My goal is to run a 1500m in under 6 minutes next year. My current PB is 6:18 which I ran at the end of a decathlon that I did for charity 3 years ago. I've never done any kind of specific training. I used to run 3-4 miles 3 times a week but haven't done any running at all pretty much since that decathlon finished. I'm 41 and weigh 73kg if that's relevant.
The complication is that I will only be able to do 10-15 mins of training twice a week due to having 2 kids aged 2 and under. I joined a gym 6 weeks ago and use the treadmill as a warm up method so was going to try and use this as my training. I know it's not going to be ideal but am after any advice on how to best use this short amount of time to best effect and knock off a few seconds.
At the moment I just do 3-4 mins @9:15mm pace and then just have a quick burst of 60-75 secs @ 6mm pace. I've just created a custom interval session to use which would be 4 mins warm up and then 5 x 30 secs @6mm with 30 secs @9:30mm recovery. Would this be any good as I was going to try it for the first time tomorrow? Or shall I try something different?
I do circuit training once or twice a week as a suppliment and maybe a 1k swim once a week at lunch time.
Any advice appreciated!
im 40 and did my first track season in over 20 years this summer. i basically learnt that i couldnt train specific 800m or 1500m sessions as i kept getting injured running the short high pace intervals. next summer i will be training as i would for a 5k so longer reps (800m to 1mile) and then try and introduce some 300s intervals in every now and again. and hope i can gain strength from these longer sessions and hope to race myself faster. its far from ideal but neither was having 6 weeks out in the summer with achilles and groin injury. I do all my intervals at a track and would avoid using a treadmill if i could. But if its your best option then go for it.

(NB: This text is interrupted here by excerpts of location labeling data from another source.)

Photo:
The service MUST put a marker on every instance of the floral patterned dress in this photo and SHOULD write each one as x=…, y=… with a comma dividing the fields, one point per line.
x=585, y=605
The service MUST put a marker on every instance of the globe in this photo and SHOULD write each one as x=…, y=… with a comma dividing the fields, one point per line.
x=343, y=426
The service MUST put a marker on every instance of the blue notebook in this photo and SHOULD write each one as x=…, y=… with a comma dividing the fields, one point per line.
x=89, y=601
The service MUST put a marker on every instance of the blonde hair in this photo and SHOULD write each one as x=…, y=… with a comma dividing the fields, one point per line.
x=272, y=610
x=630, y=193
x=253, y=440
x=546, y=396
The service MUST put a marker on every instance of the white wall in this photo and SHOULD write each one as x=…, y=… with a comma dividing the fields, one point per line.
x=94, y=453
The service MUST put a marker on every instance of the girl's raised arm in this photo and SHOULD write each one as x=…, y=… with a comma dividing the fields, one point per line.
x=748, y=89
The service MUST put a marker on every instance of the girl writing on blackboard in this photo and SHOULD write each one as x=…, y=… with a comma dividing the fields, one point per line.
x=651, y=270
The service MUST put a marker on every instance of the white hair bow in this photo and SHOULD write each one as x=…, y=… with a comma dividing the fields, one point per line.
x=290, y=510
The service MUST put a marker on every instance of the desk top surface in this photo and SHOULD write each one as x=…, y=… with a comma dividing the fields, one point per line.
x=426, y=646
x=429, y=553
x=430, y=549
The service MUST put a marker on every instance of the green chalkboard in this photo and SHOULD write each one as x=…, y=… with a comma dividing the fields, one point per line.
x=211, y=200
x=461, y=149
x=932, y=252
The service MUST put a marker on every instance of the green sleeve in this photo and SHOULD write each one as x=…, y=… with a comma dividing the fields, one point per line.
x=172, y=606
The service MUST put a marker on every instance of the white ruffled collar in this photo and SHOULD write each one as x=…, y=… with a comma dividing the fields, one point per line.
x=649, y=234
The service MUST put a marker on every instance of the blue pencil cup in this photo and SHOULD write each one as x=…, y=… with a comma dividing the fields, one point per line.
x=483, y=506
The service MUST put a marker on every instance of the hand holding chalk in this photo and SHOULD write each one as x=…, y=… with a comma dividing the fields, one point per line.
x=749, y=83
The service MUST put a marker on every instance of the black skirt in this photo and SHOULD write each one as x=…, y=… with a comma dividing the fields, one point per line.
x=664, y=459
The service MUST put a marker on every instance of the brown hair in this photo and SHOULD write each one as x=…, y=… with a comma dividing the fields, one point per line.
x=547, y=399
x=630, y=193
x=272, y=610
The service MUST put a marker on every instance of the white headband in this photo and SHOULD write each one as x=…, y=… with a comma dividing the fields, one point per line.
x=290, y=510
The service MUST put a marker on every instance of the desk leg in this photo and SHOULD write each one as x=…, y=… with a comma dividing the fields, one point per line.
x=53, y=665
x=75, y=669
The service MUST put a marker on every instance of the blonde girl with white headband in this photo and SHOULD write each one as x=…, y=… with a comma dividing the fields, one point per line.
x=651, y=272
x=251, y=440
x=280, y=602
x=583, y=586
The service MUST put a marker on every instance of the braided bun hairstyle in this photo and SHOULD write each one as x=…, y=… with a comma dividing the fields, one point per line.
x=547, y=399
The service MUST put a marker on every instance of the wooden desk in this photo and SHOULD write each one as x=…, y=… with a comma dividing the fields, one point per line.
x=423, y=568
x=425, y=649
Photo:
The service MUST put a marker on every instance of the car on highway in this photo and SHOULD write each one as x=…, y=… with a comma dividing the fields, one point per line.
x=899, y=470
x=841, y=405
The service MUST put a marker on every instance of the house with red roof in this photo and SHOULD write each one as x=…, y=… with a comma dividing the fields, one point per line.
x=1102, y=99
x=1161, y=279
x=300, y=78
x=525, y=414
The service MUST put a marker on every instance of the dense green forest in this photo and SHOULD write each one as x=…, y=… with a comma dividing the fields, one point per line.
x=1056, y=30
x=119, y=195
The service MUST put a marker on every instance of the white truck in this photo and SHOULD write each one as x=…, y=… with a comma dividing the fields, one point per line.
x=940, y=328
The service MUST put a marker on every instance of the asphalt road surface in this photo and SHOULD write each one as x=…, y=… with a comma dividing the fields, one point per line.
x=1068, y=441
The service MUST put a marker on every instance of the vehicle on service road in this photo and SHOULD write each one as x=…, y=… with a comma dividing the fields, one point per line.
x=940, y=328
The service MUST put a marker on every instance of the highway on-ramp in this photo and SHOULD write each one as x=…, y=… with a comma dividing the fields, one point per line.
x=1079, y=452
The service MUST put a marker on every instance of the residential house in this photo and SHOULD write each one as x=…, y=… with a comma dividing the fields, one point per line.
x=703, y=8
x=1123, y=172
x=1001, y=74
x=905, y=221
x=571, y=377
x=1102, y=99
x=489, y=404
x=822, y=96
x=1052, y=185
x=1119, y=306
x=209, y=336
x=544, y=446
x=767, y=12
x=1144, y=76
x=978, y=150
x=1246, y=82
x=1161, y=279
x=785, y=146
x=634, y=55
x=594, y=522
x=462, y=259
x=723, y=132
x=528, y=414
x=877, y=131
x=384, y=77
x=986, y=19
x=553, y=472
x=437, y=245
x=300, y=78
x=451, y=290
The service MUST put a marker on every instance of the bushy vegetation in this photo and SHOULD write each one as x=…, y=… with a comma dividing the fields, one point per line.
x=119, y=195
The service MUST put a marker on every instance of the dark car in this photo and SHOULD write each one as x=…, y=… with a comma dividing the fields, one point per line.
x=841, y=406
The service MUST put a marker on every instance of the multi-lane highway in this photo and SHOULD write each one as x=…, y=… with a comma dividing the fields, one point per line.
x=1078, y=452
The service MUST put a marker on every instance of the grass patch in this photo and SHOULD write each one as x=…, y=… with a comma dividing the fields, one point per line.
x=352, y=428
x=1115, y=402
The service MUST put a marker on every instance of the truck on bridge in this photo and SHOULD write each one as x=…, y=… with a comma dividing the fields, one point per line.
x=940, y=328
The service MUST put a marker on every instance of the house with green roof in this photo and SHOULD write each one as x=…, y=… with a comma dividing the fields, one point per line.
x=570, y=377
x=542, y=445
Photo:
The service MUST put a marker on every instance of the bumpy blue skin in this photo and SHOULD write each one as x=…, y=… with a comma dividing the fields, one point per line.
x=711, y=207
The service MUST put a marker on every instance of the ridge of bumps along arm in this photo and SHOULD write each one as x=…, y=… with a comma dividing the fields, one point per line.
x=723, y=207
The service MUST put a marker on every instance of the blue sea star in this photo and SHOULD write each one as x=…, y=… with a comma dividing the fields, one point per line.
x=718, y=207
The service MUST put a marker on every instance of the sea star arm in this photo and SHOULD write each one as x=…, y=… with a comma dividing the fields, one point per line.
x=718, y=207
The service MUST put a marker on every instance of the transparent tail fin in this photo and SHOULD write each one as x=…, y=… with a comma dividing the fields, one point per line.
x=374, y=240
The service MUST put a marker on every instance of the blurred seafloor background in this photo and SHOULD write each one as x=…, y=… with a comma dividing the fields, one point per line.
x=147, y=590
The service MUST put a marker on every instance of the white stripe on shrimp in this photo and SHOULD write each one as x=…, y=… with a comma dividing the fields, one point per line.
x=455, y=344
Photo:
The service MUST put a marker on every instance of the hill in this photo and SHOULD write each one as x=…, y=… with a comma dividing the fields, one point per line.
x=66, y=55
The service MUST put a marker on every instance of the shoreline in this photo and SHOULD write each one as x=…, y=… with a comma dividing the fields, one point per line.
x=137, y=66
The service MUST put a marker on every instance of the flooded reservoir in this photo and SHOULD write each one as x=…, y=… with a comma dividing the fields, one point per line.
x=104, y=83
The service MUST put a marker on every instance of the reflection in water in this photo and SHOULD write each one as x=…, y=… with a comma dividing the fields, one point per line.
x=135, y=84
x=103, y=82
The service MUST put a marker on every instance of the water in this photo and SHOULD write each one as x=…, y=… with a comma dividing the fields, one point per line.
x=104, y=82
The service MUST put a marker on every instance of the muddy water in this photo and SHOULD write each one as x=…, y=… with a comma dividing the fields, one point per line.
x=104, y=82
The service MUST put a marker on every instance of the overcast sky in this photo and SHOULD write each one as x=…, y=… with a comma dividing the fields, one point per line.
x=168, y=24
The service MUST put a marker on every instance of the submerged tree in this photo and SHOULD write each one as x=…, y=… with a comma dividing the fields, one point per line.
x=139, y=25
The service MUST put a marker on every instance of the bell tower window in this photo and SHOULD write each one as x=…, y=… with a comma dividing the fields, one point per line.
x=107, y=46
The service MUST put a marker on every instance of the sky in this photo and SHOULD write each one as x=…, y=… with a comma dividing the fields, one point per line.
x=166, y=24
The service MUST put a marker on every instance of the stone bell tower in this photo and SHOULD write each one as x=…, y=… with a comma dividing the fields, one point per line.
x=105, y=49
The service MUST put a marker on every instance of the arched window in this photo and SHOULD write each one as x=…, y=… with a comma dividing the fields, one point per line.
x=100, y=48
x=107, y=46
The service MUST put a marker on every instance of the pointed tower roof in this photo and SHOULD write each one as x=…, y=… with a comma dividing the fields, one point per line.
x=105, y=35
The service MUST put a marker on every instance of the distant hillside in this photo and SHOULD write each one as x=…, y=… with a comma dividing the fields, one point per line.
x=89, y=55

only 2 15m sessions a week is going to make your progress tough but sessions wise i would advice building up to longer reps, eg 800m at 6mm pace as 30sec bursts wont improve you much good in the long term. you will need to do some longer running so run for 10mins at a slower pace (say 8mm and bring it in) otherwise you wont have the stamina to achieve your goals. so maybe one speed session , 1 longer run a week.